The Westchester Square Business Improvement District was among Bronx communities receiving grants last week from the NYC Department of Small Business Services to spotlight culture and attract shoppers.
The Avenue NYC program targets business attraction and retention, façade improvements, merchant organizing, placemaking, and organizational development, according to SBS spokeswoman Catherine Tenuta.
Grants in the amount of $30,000 will be awarded to 34 community-based development organizations citywide, including eight in the Bronx.
“Small businesses are an essential part of building vibrant neighborhoods, and the grants we are awarding today will help meet tailored, local needs,” said Gregg Bishop, Commissioner of the NYC Department of Small Business Services.
BID president Lisa Sorin said the SBS has been the most supportive city agency for the district in terms of funding, and said a grant last year helped brand the district in efforts to educate residents about the square’s cultural heritage.
“The goal with these types of grants that SBS provides is getting people to stop and enjoy the area,” Sorin said.
Programs last year included an event at Huntington Library and Reading Room that celebrated the Jazz Age of the 1920s.

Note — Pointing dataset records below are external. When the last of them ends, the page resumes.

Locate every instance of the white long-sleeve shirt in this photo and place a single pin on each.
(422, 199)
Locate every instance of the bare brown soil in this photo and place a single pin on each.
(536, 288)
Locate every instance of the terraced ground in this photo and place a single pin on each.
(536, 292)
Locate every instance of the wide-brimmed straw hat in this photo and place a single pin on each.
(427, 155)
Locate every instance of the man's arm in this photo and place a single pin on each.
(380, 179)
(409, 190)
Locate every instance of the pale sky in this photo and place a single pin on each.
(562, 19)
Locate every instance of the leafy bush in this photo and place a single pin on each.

The BID is also working to put historic markers in the district detailing the area’s role in the Revolutionary War, such as the Battle of Westchester Creek that took place October 12, 1776.
Sorin said she hopes to create a small park that celebrates that history in the area.
This year’s goal is make Westchester Square into a historic, cultural corridor, Sorin said.
“This grant will go towards tours, bringing artists to the area, and really branding it as a place to come for the arts, and bringing in little stores that compliment that theme,” Sorin said.
Huntington Free Library and Reading Room president Tom Casey said the Battle of Westchester Creek played a pivotal role in allowing Washington’s escape to Pennsylvania from British forces that had landed near Throggs Neck, thus saving the General’s forces (and likely the revolution itself) early in the campaign. The stories from that battle could help draw history buffs, he said.
“There is a monument over by White Castle that mentions the battle, but we’re looking to do a little more to (document) where the cannons were placed, where the troops landed, where exactly was the bridge…those sort of things,” Casey said.
SBS funding has already allowed the BID to hire an actor to dress as a Revolutionary War soldier character that interact with young people for the Fair on the Square, and possibly a tour of the historic St. Peter’s Episcopal Church cemetery on Halloween.
The Bronx Council on the Arts assisted Sorin in procuring the grant by writing a recommendation, said director Barbara Prete.
The council sees the Westchester Square area as an up and coming community with a lot of cultural potential, and will soon be the home to a new headquarters at 2700 East Tremont Avenue at the former site of a former Chase Morgan bank.